Fourteen days of difference between Bradford City and Huddersfield Town

Huddersfield Town line up for a League Cup second round game against Sheffield United looking at a break from the league to give them the same kind of boost they had when they beat Bradford City 4-0 two weeks ago.

In the two matches after that, Town have recorded a single point and go into the game against the Championship side on the back of a 3-1 home defeat to MK Dons after which Stan Ternant admitted he had “picked the wrong team“. This, coupled with the single point on the opening day leaves Town – retroactively many people’s favourites for promotion – struggling with two points.

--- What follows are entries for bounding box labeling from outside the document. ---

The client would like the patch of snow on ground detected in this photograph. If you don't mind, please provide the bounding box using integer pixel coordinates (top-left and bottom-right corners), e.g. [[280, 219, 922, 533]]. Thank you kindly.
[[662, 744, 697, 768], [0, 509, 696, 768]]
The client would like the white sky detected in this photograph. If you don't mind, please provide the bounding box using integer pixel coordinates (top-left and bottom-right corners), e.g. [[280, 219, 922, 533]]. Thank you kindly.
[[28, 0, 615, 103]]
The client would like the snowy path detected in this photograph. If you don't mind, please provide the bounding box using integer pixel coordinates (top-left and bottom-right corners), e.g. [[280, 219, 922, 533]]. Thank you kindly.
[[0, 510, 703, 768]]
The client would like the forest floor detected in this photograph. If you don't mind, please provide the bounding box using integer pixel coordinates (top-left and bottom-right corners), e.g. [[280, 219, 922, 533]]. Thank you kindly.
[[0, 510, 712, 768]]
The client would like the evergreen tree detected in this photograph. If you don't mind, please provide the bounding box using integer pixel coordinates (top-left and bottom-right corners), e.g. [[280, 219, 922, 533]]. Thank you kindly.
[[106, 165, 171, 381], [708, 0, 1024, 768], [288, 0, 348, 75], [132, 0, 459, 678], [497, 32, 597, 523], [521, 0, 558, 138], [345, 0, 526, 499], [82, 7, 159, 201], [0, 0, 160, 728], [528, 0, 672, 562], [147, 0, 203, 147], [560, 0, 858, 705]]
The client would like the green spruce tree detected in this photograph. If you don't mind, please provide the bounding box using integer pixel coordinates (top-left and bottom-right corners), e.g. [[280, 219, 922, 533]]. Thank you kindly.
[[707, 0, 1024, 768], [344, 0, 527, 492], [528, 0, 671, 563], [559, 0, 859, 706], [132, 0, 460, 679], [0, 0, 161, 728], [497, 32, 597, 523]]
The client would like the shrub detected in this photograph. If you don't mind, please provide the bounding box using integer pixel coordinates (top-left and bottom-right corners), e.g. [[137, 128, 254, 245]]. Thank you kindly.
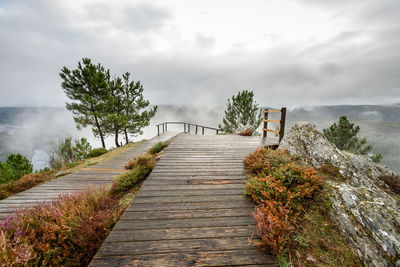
[[0, 189, 122, 266], [149, 142, 168, 154], [125, 154, 153, 169], [112, 157, 155, 193], [88, 147, 108, 158], [239, 129, 253, 136], [0, 170, 56, 199], [0, 154, 33, 183]]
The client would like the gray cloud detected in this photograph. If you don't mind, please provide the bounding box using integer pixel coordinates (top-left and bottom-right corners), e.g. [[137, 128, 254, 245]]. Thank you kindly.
[[0, 0, 400, 109]]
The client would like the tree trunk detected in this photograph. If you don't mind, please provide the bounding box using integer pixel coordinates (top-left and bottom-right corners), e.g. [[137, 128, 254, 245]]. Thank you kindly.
[[114, 129, 120, 147], [94, 115, 106, 148], [124, 128, 129, 145]]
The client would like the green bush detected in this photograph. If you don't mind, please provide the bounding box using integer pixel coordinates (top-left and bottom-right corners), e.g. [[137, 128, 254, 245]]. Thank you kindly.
[[0, 154, 33, 183], [149, 142, 168, 154], [112, 157, 155, 193], [87, 147, 108, 158], [125, 154, 153, 169], [0, 162, 14, 184]]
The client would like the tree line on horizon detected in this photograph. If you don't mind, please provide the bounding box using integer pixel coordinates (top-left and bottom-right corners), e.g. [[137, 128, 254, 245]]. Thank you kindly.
[[60, 58, 158, 148]]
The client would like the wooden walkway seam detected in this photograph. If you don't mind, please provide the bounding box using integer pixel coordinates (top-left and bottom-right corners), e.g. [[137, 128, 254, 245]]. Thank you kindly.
[[90, 135, 276, 267], [0, 132, 178, 220]]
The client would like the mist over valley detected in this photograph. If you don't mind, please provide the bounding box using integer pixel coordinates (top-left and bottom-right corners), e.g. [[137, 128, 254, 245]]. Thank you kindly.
[[0, 104, 400, 172]]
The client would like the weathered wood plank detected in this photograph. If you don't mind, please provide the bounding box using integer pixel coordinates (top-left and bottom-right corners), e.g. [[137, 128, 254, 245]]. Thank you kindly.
[[113, 215, 255, 231], [90, 249, 276, 267], [124, 208, 251, 220], [107, 226, 254, 242]]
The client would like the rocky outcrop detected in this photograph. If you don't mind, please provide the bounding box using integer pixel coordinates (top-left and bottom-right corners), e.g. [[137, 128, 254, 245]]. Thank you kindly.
[[279, 123, 400, 266]]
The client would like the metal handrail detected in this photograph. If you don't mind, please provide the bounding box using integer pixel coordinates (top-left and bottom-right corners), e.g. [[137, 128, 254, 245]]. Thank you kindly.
[[156, 121, 221, 135]]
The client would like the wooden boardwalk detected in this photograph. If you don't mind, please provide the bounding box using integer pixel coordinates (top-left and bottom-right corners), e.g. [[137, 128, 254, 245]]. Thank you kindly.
[[0, 132, 177, 220], [90, 135, 276, 267]]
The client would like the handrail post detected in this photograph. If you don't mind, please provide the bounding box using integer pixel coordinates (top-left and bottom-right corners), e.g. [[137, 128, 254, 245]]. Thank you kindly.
[[279, 108, 286, 143], [263, 109, 268, 138]]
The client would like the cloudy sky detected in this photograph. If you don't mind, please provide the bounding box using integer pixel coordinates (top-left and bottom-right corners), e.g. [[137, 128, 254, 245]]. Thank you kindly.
[[0, 0, 400, 107]]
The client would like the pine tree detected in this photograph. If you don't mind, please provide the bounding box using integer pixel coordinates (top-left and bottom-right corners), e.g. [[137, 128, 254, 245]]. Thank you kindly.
[[122, 72, 158, 143], [60, 58, 110, 148], [104, 72, 157, 147], [219, 90, 263, 134], [323, 116, 382, 162]]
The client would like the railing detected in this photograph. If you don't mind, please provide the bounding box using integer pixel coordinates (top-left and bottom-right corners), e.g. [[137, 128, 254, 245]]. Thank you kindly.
[[156, 121, 221, 135], [263, 108, 286, 143]]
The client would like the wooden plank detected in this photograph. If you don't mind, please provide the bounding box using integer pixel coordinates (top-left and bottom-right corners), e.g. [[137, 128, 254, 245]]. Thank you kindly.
[[124, 208, 251, 220], [135, 194, 244, 204], [136, 188, 243, 197], [90, 249, 277, 267]]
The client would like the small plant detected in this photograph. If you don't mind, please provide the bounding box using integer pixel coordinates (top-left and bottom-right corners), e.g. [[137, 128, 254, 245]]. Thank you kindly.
[[112, 156, 155, 193], [149, 142, 168, 154], [239, 129, 253, 136], [0, 188, 123, 266], [243, 148, 322, 258], [88, 147, 107, 158], [0, 169, 56, 199], [125, 154, 154, 169]]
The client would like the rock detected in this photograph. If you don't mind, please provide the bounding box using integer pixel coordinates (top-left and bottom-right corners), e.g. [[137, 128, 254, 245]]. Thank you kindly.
[[279, 123, 400, 266]]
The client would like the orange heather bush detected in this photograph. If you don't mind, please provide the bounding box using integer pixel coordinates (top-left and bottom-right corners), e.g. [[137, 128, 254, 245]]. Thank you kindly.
[[0, 189, 122, 266], [244, 148, 322, 255]]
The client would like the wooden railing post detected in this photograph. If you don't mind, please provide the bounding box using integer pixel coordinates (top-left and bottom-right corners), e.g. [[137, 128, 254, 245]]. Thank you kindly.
[[263, 109, 268, 138], [279, 108, 286, 143]]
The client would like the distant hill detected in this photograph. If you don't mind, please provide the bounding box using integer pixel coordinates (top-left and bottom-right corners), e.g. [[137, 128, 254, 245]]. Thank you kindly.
[[0, 104, 400, 172]]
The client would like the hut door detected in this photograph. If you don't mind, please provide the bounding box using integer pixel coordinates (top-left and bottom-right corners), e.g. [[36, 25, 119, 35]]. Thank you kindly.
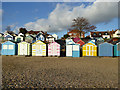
[[66, 45, 72, 57], [118, 43, 120, 56], [53, 44, 57, 56], [36, 44, 42, 56], [23, 44, 27, 55], [86, 45, 93, 56]]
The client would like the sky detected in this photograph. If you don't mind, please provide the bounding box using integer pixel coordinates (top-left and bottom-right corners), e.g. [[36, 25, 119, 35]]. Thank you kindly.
[[0, 0, 118, 38]]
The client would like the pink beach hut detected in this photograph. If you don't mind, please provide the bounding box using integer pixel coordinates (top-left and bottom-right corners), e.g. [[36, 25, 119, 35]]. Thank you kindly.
[[73, 37, 80, 43], [48, 42, 60, 56], [76, 40, 85, 46]]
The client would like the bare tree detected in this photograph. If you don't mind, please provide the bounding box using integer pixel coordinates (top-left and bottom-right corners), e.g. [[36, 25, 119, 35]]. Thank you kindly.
[[70, 17, 96, 38]]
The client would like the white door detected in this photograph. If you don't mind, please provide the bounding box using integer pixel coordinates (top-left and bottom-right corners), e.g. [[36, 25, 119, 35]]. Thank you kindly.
[[73, 45, 79, 51], [53, 45, 57, 56], [19, 43, 24, 55], [36, 45, 42, 56], [86, 45, 93, 56], [66, 45, 72, 57], [23, 44, 27, 55]]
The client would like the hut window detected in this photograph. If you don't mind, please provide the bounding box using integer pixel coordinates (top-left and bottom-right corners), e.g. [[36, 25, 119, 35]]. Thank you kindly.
[[3, 45, 7, 49], [118, 43, 120, 51], [9, 45, 13, 49]]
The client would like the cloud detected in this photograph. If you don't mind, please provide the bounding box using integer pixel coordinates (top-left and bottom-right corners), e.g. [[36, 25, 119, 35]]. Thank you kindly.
[[24, 0, 118, 32]]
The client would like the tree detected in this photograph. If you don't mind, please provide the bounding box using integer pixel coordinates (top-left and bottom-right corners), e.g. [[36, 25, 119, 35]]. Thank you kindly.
[[70, 17, 96, 38], [61, 34, 70, 39], [19, 28, 27, 35]]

Meanwhile, back at Valley Parade, not a goal has passed Rhys Evans since the fourth strike from Huddersfield and two Bantam goals in each game have put City in a commanding position in League Two’s embryonic table.

All of which contrasts sharply with the mood and the nerves after the Town defeat. The thought now that City might not have enough in the locker for a promotion campaign – “Its not nice watching your team getting beat, but i am sure you will get plenty of practice this season (sic)” as one Town fan who commented to BfB said – has been put to bed by Saturday’s impressive win over Rochdale.

Much is talked about Stuart McCall’s abilities as a manager but this is – on the whole – in the context of his recruitment abilities and the results his teams get which to date have been mixed but the first gold star in the golden haired manager’s portfolio comes from his minimise-and-move-on that followed the thrashing at Legoland. “It happened”, McCall’s manner said after, “Get over it.”

So City’s midweek is taken up watching Barry Conlon put five past Grimsby’s kids and casting an eye over the newboy from Brazil Italo Maciel while Town line up against McCall’s former side looking for a victory but knowing that the league form must take precedence. A slow start can be navigated around – City won promotion after two points in seven games in 1998/99 – but the League Cup is an unwelcome distraction from getting the campaign on track.

The gulf that separated the teams fifteen days ago could – at the weekend should Millwall and Hereford win and Aldershot Town lose – be reduced to a single space spanning from the bottom of one division to the top of another.

Now who would have thought that fourteen days ago?